А от своего Тодорика не прячется. Он неслышно подходит к жене, садится напротив, слушает, как сын почмокивает губами, и взором ласкает соблазнительное тело жены.
— Ишь ты, какой добрый до еды,— говорит он,— ничего себе...
— Цсс! — она предостерегающе кладет палец на губы.— Видишь, глазки заводит — спать хочет.
Тодор Збора не может узнать свою жену: с тех пор как родила дитя, стала похожа на цветок: смотри и милуйся. Песенка ее ткется из лепестковых слов, а мелодия — из паутинок. Откуда ему знать, что это не просто его Катерина поет: то поет в ней расцветшее материнство, и поют в ней поколения женщин, ее бабок, прабабок, дальних предков, которых давно уже нет на свете, даже имена их забыты, а могилы затеряны, но они живут и до сих пор, воскресая в колыбельной песенке.
Кладет дитя в колыбельку и, краснея, будто девка, рассказывает:
— Если б ты знал, как меня сегодня этот злыдень цапнул деснами за грудь — чуть не заплакала. Зубатым наш Иванко вырастет.
— То добре,— говорит Тодорик.— Нынче мир такой паскудный пошел, что и крестьянину, как тому волку, острые зубы потребны. Будет иметь чем огрызаться.
— Думаешь, Иванко крестьянином станет?
— А то кем? В нашем роду испокон века все крестьяне!

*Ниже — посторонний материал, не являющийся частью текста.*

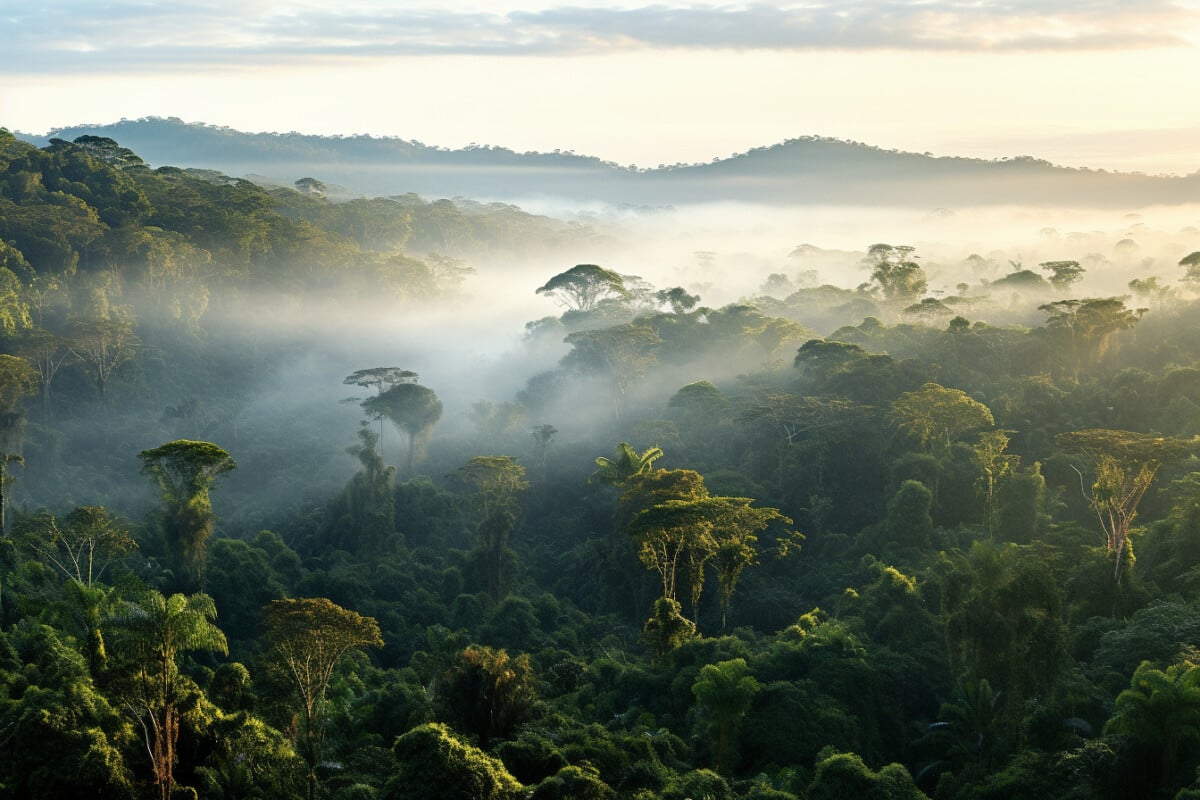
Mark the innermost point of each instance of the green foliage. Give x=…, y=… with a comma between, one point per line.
x=414, y=410
x=667, y=627
x=185, y=473
x=1161, y=715
x=726, y=690
x=432, y=762
x=909, y=522
x=582, y=287
x=489, y=692
x=844, y=776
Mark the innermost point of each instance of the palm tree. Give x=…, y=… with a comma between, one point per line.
x=1161, y=711
x=628, y=463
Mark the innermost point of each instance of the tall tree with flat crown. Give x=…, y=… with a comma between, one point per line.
x=307, y=638
x=582, y=287
x=414, y=410
x=185, y=473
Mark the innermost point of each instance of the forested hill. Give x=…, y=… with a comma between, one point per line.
x=804, y=170
x=881, y=542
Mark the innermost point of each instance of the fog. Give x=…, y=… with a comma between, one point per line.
x=292, y=417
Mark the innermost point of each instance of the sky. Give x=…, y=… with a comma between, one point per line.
x=1098, y=83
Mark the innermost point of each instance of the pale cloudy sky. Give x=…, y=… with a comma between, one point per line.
x=1102, y=83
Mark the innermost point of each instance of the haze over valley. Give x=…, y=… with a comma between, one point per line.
x=519, y=401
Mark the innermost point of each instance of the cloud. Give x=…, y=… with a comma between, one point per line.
x=67, y=36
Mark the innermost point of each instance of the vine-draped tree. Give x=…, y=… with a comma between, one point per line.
x=1125, y=465
x=185, y=473
x=18, y=380
x=154, y=633
x=307, y=638
x=622, y=354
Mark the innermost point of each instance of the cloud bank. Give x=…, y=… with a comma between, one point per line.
x=129, y=35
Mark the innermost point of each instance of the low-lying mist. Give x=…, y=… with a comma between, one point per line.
x=472, y=347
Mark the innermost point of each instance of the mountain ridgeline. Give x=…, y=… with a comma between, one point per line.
x=395, y=498
x=808, y=170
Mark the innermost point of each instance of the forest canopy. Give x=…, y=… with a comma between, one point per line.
x=887, y=540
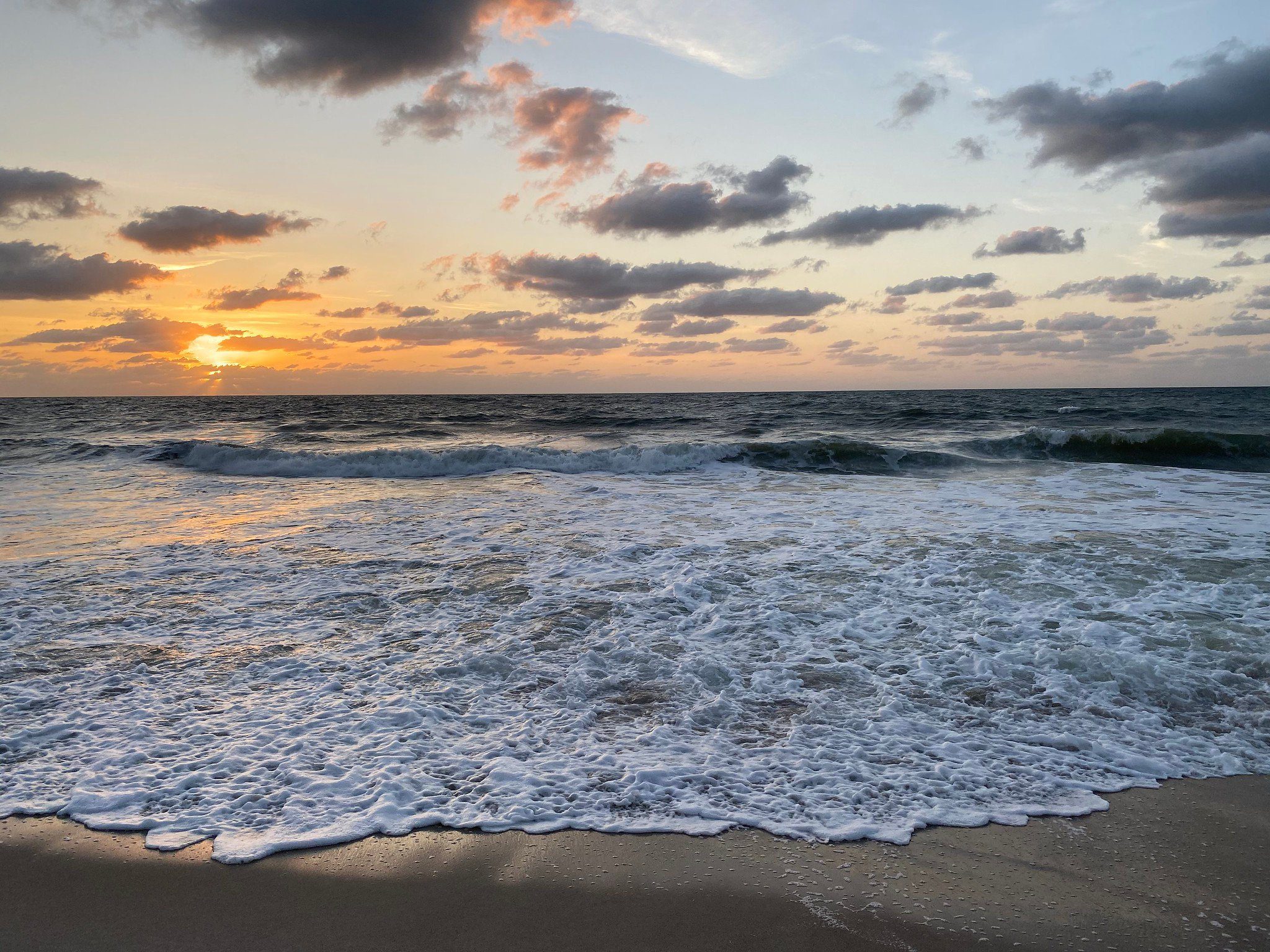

«Крестьянин» еще под собою пеленки мочит, а молодая Збориха уже видит его то на гулянках, высокого, стройного, красно одетого, то трудягой сеятелем на нивке, то мастером золотые руки, что из пахучих еловых бревен выстраивает новую усадьбу-гнездо для жены и детей, то с отарой на полонине. Мечты ее звонкие, как овечьи звоночки. Тодор прыскает смехом в медный ус:
— Смотри ты, как моя стара думками летает. Пускай сперва вырастет,— говорит и идет себе к своей работе: ладит новую ограду вокруг усадьбы. Тюкает топориком и... продолжает плести Катеринины
думки.
А молодая Збориха обкладывает первенца одоленьтравою и приговаривает:
Но, божечка ты мой, как это все было давно, и ничего от той давнины не осталось: ни Тодорика — пошел, сердешный, под траву-мураву вечным сном спать, ни колыски — колыска раскололась, ни Иванка, потому что вырос из Иванка каратель Ян Зборовский, и нет уже давно молодой Зборихи. От тех времен остались только воспоминания, и остался запах одолень-травы, и осталась песенка колыбельная:
Ой летша зозулина через луговину, Гримнула-си у вшонце — збудила дитину.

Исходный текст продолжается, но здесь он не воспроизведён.